Posted by Ikkey52 on 06.2017 ジャーナリズム   0 comments   0 trackback
 かつて北朝鮮を地上の楽園として描いた罪は、日本のほぼすべての一般紙にあった。例えば、1959年、クリスマスの朝に配達された朝日新聞。「『ばく進する馬』北朝鮮 よくはたらく人々 飛行場変じてアパート」と題して以下のようにレポートした。

 「こんなに働いてみんな不満はないのかときくと、ある人はこういった。――『冗談じゃない。働けば働くほど生活が目に見えてよくなる。ボロボロの家から近代的アパートに移れた。家賃はタダみたいに安い。米もタダみたいだ。目に見えて生活がよくなって行くのでうれしくてみんな働きたくなる』」…。

 こうした臨時特派員電に煽られて、日本から約10万もの人が北朝鮮の帰国船に乗り込んだ。彼らの人生はその後、どう暗転したのか。上記の記事から四半世紀近く経った1985年05月23日の同じ朝日朝刊。現地入りした記者による「サービス革命 消費多様化めざす」という記事を掲げた。

  「…平壌市中心部の『直売店』に行った。…カウンターの向こうに、戸棚、鏡台といった家具、ノートをはじめとする文房具、毛糸で編んだセーターや手袋、ベビー用品、靴などが並んでいる。

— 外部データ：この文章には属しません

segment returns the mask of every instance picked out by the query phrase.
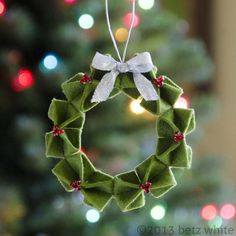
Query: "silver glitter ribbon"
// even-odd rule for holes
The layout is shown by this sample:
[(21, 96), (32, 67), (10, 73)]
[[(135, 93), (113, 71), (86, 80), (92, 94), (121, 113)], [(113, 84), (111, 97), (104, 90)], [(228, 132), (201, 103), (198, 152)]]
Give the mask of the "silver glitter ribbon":
[(117, 62), (111, 56), (96, 53), (92, 65), (94, 69), (107, 71), (97, 85), (91, 102), (106, 101), (114, 89), (117, 76), (121, 73), (133, 73), (134, 83), (146, 101), (156, 101), (159, 96), (152, 83), (142, 73), (150, 72), (154, 65), (150, 53), (143, 52), (127, 62)]

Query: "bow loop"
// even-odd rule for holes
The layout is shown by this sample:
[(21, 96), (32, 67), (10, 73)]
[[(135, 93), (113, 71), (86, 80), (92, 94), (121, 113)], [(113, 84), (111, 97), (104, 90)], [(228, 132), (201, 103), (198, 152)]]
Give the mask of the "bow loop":
[(92, 67), (97, 70), (107, 71), (95, 89), (91, 102), (102, 102), (111, 94), (117, 76), (120, 73), (133, 73), (134, 83), (141, 96), (146, 101), (159, 99), (152, 83), (142, 73), (150, 72), (154, 65), (148, 52), (140, 53), (127, 62), (117, 62), (111, 56), (96, 53)]

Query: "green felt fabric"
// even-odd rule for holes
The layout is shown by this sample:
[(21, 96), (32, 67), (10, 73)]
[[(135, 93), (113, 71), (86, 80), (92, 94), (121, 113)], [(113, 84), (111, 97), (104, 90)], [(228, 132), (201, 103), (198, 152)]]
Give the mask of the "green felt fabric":
[(61, 160), (52, 172), (68, 192), (73, 191), (70, 182), (81, 179), (84, 202), (100, 211), (112, 199), (113, 178), (97, 171), (85, 155), (76, 154)]
[(194, 110), (170, 109), (163, 113), (157, 121), (157, 158), (171, 167), (190, 168), (192, 150), (187, 145), (186, 139), (176, 143), (174, 134), (179, 131), (186, 136), (194, 129)]
[[(91, 68), (92, 82), (80, 83), (84, 74), (79, 73), (62, 84), (66, 100), (53, 99), (48, 116), (53, 125), (64, 133), (54, 137), (52, 132), (45, 135), (46, 156), (61, 158), (52, 169), (53, 174), (68, 192), (74, 191), (72, 181), (81, 180), (84, 202), (102, 211), (112, 198), (122, 211), (130, 211), (145, 205), (145, 195), (160, 197), (176, 185), (171, 167), (191, 165), (192, 150), (186, 139), (174, 142), (177, 131), (185, 136), (195, 128), (194, 112), (191, 109), (174, 109), (173, 106), (182, 89), (165, 77), (164, 85), (156, 88), (158, 101), (142, 101), (141, 105), (157, 118), (157, 150), (133, 170), (114, 177), (96, 169), (89, 158), (81, 153), (81, 134), (85, 113), (98, 105), (91, 103), (94, 90), (106, 72)], [(157, 69), (144, 74), (147, 79), (156, 78)], [(136, 99), (140, 97), (135, 87), (132, 73), (120, 74), (109, 99), (123, 92)], [(140, 184), (151, 182), (150, 193), (140, 188)]]
[(150, 193), (158, 198), (176, 185), (170, 168), (151, 156), (134, 171), (126, 172), (114, 178), (114, 197), (122, 211), (140, 208), (145, 204), (144, 191), (140, 184), (150, 181)]
[(156, 86), (155, 88), (160, 99), (157, 101), (142, 100), (141, 102), (143, 108), (155, 115), (159, 115), (173, 107), (183, 93), (183, 90), (167, 77), (165, 77), (163, 87), (158, 88)]

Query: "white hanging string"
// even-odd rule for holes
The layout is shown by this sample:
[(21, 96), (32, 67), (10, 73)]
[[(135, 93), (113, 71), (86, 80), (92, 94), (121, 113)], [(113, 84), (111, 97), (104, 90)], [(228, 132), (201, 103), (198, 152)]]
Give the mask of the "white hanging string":
[(107, 26), (108, 26), (108, 30), (109, 30), (109, 33), (110, 33), (110, 36), (111, 36), (111, 39), (112, 39), (114, 48), (115, 48), (115, 50), (116, 50), (116, 53), (117, 53), (117, 56), (118, 56), (120, 62), (124, 62), (124, 61), (125, 61), (126, 53), (127, 53), (127, 49), (128, 49), (128, 45), (129, 45), (131, 33), (132, 33), (132, 29), (133, 29), (133, 27), (134, 27), (134, 21), (135, 21), (135, 1), (136, 1), (136, 0), (133, 0), (131, 25), (130, 25), (130, 28), (129, 28), (129, 33), (128, 33), (127, 41), (126, 41), (126, 44), (125, 44), (123, 56), (122, 56), (122, 58), (121, 58), (119, 48), (118, 48), (118, 46), (117, 46), (115, 37), (114, 37), (113, 32), (112, 32), (112, 29), (111, 29), (108, 0), (105, 0), (105, 3), (106, 3), (106, 19), (107, 19)]

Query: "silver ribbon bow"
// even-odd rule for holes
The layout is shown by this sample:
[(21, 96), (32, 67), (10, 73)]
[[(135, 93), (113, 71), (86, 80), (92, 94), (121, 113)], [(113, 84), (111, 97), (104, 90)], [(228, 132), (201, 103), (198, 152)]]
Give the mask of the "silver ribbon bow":
[(97, 52), (91, 66), (97, 70), (108, 71), (97, 85), (91, 102), (107, 100), (114, 88), (117, 76), (127, 72), (133, 73), (135, 86), (146, 101), (156, 101), (159, 98), (151, 81), (142, 75), (142, 73), (150, 72), (154, 67), (148, 52), (140, 53), (124, 63)]

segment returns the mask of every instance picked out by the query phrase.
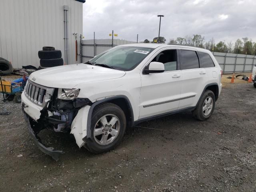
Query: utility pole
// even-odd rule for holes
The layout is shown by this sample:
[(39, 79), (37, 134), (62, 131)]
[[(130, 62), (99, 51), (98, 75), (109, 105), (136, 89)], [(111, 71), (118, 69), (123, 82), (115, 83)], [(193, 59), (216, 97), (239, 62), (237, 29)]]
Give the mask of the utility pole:
[(193, 46), (194, 46), (195, 45), (195, 35), (194, 35), (194, 39), (193, 40)]
[(160, 36), (160, 27), (161, 26), (161, 18), (164, 16), (163, 15), (158, 15), (158, 17), (160, 17), (160, 21), (159, 22), (159, 32), (158, 32), (158, 38), (157, 39), (158, 43), (159, 43), (159, 37)]

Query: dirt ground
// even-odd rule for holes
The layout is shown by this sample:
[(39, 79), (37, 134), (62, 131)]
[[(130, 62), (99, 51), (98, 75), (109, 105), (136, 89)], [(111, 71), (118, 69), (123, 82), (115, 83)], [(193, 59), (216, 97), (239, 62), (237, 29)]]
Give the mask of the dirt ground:
[(139, 126), (162, 130), (129, 129), (105, 154), (42, 132), (45, 144), (65, 152), (57, 162), (34, 144), (20, 105), (0, 96), (0, 111), (11, 113), (0, 116), (0, 191), (256, 191), (256, 89), (223, 79), (207, 121), (187, 112), (145, 122)]

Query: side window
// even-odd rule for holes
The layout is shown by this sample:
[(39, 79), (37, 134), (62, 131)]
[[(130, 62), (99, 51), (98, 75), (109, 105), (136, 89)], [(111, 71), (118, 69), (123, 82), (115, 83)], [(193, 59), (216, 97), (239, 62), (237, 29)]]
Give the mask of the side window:
[(177, 70), (177, 54), (176, 50), (165, 50), (159, 53), (151, 61), (163, 63), (164, 65), (164, 71)]
[(199, 68), (199, 61), (196, 53), (194, 51), (180, 50), (180, 69)]
[(197, 53), (200, 58), (200, 67), (205, 68), (215, 66), (212, 58), (209, 54), (202, 52), (198, 52)]

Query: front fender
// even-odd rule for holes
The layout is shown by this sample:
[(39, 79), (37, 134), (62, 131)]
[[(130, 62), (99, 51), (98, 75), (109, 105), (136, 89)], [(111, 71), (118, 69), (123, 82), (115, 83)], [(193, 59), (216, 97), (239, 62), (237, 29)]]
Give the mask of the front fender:
[(87, 134), (88, 115), (90, 108), (90, 106), (86, 105), (80, 109), (71, 124), (70, 134), (74, 135), (79, 148), (84, 144), (83, 138), (86, 138)]
[(85, 143), (87, 138), (91, 138), (92, 116), (94, 108), (105, 102), (110, 102), (111, 100), (118, 98), (124, 98), (128, 102), (131, 112), (131, 121), (133, 125), (134, 118), (132, 107), (128, 98), (124, 95), (118, 95), (106, 98), (95, 102), (91, 106), (86, 105), (80, 109), (71, 124), (70, 134), (73, 134), (76, 139), (76, 144), (81, 148)]

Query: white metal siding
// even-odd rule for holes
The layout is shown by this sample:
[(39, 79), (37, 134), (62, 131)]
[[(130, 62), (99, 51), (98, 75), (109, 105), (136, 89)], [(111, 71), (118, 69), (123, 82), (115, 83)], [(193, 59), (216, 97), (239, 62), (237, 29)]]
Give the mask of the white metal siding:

…にぎわっているのはこれだけではない。『清涼飲料店』の看板を掲げたビアホールも、平壌第一百貨店も同じだった。どうやらこの国の人々は、衣食住の最低水準を満たし、より多様で質の高い暮らしを求め出したのではないか」。

 肉親から北への帰国者を出し、それが態のいい人質だと気づいた人々が重い口を開いていたので、1980年代半ばにはもう、新たな帰国希望者は出なかった。帰国者のなかには、日本からの仕送り品で売り食い生活を送る者もいた。同時に「平壌は金王朝に選ばれたエリートしか住めない特殊都市」だとも広く知られていた。記事を書いた記者がそれさえ知らなかったとは思えず、ここまで肩入れするのはやはり不可解というしかない。

 日朝国交正常化交渉の再開を受けて、朝日が掲げた社説(「ここから広げたい日朝関係」・1997年8月24日)も綺麗事だ。

  「これによって、日朝関係は本格的な改善に歩み出すのだろうか。…容易な前途ではあるまい。しかし、だからといって、合意の意義は損なわれない。これを手がかりに日朝間の接触をひろげ、朝鮮半島の平和に寄与しうる対話の場を、維持できるからだ。それにはまず両国が、来月をめどに始まる日本人妻の里帰り事業を、人道的な立場から円滑に進めることである」。

  里帰りした日本人妻たちは金王朝に忠誠を誓い、思想堅固な、いわゆる「おりこうさん妻」ばかりで、もちろん生活困窮者などは皆無。色あせた《北=地上の楽園》論を壊れた録音機さながらに繰り返して帰っていった。

 そしてついに、首相の小泉純一郎が平壌に乗り込み、拉致問題が弾ける。2002年09月18日の朝日に政治部長として執筆したのは、のちに社長となり、やがてダブル吉田問題の隠蔽を追及されてその座を降りる木村伊量だ。

  「痛ましい。やりきれない。…かすかな望みは打ち砕かれた。無残な結末に言葉を失う。…いかなる意味でも拉致は正当化できないが、そもそも日朝の不正常な関係は、北朝鮮ができる前、戦前、戦中の35年間にわたる日本による朝鮮半島の植民地支配に始まる。…冷静さを失っては歴史は後戻りするだけである」。

 報道はファナティックに流れてはいけないが、かといって過度に大人(たいじん)ぶれば偽善に堕する。木村は厳しい国民世論を踏まえつつ、ぎりぎりのところで北にも逃げ道を用意するかたちで、朝日の伝統的立場を死守しようとしたのだろう。当然、社内には、もっと踏み込んで書くべきだ、との批判的な声もあったはずだ。

 拉致謝罪ショックの翌年の記事(2003年5月1日)を探すと、朝日の論調がすっかり旧に復しているのがわかる。 「これを好機に動かせ 北朝鮮提案」と題した社説だ。
 
 「北京での米朝中3者協議で北朝鮮が『新しい寛大な解決方法』として示した提案の輪郭が、明らかになってきた。…北朝鮮の提案には、イラク戦争や中国の圧力があってのこととはいえ、いまのまま孤立を深めれば、それこそ体制の危機につながるという切迫感もうかがわれる。いまを好機と見て、北朝鮮の変化を促すために大胆に知恵を絞りたい」。 

 朝日がとんだ楽観記事を掲げてから14年になる。事態はどう動いたか。「体制の危機につながるという切迫感もうかがえる」と診断した北朝鮮は今、金王朝トップこそ代替わりしたものの、ミサイル試射は乱れ打ち状態。異母兄、叔父、軍の重鎮らを非情に次々と粛清し、権力の純化に余念がなく、たとえ関係国間の外交交渉の場が与えられようとも、ゴネ得を狙う腹は以前と全く変わらないだろう。朝日に限った話ではないが、日本の多くの新聞(テレビも含め)は、過去60年の報道姿勢を今度こそ見直すべきではなかろうか。